Clement, a former U.S. solicitor general, is a highly regarded appellate lawyer and partner at Kirkland & Ellis in Washington, D.C; Beisner, who heads the mass torts, insurance and consumer litigation group at Skadden, Arps, Slate, Meagher & Flom in New York, is national litigation counsel to Johnson & Johnson.
They claim Lanier donated $10,000 to one expert’s grade school, followed by a $35,000 check for his services. A second expert, they wrote, allegedly admitted that he had expected to be paid from the start; once the trial ended, Lanier cut him a check for $30,000.
In an email, Lanier called the allegations “laughable if it weren’t so sad.”
“Everything I SAID WAS 100% ACCURATE AND TRUTHFUL,” he wrote. “J&J paints a one-sided version, fails to tell the whole story, and leaves a false impression.”
Lanier added: “This brief is what the underlying case was full of: J&J intimidating and disparaging anyone who dares to stands in their way and seek to hold them accountable.”
Lanier’s response in the Fifth Circuit is due May 17.
“There was no agreement”
On Dec. 9, a district judge in Dallas rejected
Johnson & Johnson’s motion for new trial
based on the same allegations. In that order, which also was unsealed this week, U.S. District Judge Edward Kinkeade of the Northern District of Texas found no evidence of fraud.
“The evidence before the court tends to show that at the time of trial there was no agreement for compensation between plaintiffs’ counsel and the [experts],” the judge wrote. The defendants also ignored the fact that their own experts received “far larger payments” for their testimonies. “Defendants have not shown how evidence of plaintiffs’ experts receiving a fraction of the compensation of defendants’ experts would have produced a different result at trial.”

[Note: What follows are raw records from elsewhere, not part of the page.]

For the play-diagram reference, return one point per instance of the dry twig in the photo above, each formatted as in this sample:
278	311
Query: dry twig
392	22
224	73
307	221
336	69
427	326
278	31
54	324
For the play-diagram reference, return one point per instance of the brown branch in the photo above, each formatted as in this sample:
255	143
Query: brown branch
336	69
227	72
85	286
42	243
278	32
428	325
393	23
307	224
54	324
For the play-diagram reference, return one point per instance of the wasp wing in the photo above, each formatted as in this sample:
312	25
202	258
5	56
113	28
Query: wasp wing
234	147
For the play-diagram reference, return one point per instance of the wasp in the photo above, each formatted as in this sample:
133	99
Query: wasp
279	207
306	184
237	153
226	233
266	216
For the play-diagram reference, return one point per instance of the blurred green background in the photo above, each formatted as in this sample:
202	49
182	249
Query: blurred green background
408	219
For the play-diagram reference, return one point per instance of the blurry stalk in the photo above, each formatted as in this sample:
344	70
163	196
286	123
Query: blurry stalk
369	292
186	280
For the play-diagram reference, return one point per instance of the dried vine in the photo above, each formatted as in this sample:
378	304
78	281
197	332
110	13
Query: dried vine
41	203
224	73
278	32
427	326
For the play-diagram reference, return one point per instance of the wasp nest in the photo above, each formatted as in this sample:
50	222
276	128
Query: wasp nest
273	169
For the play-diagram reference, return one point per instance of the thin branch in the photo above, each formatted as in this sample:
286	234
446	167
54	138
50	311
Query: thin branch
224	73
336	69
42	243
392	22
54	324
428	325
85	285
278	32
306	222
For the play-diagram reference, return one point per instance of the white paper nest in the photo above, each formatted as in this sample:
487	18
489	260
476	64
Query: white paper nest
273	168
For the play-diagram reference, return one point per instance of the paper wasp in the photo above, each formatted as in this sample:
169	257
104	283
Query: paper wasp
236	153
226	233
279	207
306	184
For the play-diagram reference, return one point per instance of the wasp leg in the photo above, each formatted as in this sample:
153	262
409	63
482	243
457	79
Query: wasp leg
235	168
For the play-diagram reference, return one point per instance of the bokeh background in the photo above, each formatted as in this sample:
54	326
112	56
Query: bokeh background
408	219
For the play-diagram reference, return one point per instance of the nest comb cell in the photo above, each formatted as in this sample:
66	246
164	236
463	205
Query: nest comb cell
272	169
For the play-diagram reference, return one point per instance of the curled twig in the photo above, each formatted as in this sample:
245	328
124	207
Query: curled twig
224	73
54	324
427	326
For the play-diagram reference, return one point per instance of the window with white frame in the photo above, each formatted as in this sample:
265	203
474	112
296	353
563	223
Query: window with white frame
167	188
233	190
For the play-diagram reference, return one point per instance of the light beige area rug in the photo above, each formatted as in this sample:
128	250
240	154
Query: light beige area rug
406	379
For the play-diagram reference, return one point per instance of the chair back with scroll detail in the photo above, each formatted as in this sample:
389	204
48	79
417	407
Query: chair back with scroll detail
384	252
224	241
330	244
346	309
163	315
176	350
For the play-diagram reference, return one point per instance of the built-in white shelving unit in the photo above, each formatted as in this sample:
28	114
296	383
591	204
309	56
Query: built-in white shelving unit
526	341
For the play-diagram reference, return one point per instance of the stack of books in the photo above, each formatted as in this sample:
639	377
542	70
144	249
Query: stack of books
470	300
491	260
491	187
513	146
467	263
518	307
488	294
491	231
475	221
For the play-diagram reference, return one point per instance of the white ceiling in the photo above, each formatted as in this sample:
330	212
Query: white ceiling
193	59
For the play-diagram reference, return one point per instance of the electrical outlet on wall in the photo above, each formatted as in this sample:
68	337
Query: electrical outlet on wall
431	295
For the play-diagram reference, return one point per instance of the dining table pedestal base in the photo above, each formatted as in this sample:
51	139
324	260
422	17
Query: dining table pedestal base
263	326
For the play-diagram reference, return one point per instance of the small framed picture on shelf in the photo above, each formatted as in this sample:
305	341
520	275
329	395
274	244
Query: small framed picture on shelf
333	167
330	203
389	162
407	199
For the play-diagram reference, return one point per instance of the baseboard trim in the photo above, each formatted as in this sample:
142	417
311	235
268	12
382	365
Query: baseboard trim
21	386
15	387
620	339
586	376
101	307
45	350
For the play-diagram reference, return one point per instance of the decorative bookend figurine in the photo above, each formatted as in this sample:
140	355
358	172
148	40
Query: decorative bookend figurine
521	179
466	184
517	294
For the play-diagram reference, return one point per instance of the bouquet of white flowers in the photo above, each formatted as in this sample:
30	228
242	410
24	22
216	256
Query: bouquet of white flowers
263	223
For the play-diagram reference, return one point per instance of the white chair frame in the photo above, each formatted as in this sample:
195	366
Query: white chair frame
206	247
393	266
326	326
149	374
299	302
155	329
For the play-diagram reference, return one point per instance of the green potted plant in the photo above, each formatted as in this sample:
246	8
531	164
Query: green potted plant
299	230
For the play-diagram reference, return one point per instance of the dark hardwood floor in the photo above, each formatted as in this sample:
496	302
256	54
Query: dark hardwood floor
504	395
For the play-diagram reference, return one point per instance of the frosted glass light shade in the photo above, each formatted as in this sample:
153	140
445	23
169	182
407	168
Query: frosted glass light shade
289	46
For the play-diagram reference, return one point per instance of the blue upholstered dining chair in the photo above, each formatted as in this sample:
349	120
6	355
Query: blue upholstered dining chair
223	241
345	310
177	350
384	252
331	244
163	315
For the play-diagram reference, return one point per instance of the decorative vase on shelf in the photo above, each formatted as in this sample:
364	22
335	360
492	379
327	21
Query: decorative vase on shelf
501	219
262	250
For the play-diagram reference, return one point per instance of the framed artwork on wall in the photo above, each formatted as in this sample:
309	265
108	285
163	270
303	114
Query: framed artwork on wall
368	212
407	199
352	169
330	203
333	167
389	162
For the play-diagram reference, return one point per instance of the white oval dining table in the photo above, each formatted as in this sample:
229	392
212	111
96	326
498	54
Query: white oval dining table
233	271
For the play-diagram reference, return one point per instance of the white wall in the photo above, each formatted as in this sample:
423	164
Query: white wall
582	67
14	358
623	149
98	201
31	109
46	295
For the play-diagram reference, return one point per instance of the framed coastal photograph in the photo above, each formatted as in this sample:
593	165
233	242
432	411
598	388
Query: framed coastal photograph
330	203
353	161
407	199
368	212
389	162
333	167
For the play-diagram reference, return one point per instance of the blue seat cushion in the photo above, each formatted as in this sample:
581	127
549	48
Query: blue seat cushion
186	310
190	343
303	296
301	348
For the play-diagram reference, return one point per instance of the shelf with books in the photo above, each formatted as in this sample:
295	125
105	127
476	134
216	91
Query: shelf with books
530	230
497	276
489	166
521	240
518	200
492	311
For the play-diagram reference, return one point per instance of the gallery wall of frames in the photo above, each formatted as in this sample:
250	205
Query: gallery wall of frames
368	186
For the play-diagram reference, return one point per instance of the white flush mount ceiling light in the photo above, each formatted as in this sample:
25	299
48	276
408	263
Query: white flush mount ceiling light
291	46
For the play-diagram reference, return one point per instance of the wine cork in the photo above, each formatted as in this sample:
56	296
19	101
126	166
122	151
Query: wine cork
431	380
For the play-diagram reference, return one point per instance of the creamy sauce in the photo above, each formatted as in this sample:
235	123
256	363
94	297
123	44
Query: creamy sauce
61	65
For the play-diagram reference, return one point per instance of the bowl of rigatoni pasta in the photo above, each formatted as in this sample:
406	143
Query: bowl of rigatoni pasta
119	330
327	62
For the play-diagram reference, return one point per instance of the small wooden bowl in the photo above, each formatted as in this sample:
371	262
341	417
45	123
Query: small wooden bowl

The $502 million verdict in March 2016 was followed by a $1.04 billion
verdict on Dec. 1, 2016 in the second and third bellwether trials in multidistrict litigation over DePuy’s Pinnacle hip implants. (The $1 billion verdict was later cut to $540 million
.) More than 9,000 lawsuits have been filed alleging the devices caused pain and subsequent removal surgeries. DePuy won the first verdict in 2014.
The Pinnacle is one of several mass torts
that resulted in substantial verdicts against Johnson & Johnson in 2016.
The verdict challenged by Clement and Beisner awarded five plaintiffs and three of their spouses. The jury found DePuy had failed to warn that its hip implant was defectively designed and that Johnson & Johnson aided and abetted DePuy’s actions.
DePuy has filed two appeals of the judgment. One, backed by the U.S. Chamber of Commerce in an amicus brief, challenges the “inflammatory rhetoric” at trial and a host of other “legal flaws.” The other involves the expert payments.
In that appeal, Johnson & Johnson’s lawyers wrote that Lanier’s misrepresentations about both experts, Drs. Bernard Morrey and Matthew Morrey, put him at an unfair advantage at trial. The unpaid status of his experts, who are father and son, were a central theme at trial, often contrasted with the “bought testimony” of the defense witnesses, they wrote. By insisting they were unpaid, Lanier ensured that DePuy would not have an opportunity to review expert reports prior to trial, they wrote.
They also cite Lanier’s letters to both experts a month after trial in which he noted that their testimonies “made a real difference to the jury” and felt it was unfair that they hadn’t gotten paid. The letters accompanied the two checks. Both witnesses ended up being designated as paid experts in the third bellwether trial.
But Lanier wrote there was never any financial arrangement with the experts during the trial, and neither expected to get paid by plaintiffs’ attorneys, according to his response
to DePuy’s original motion. Once the second trial ended, both got checks after Lanier had a “change of heart.”
“Only by creative interpretation, omission, and outright misrepresentation are defendants able to suggest an improper arrangement that never existed,” he wrote.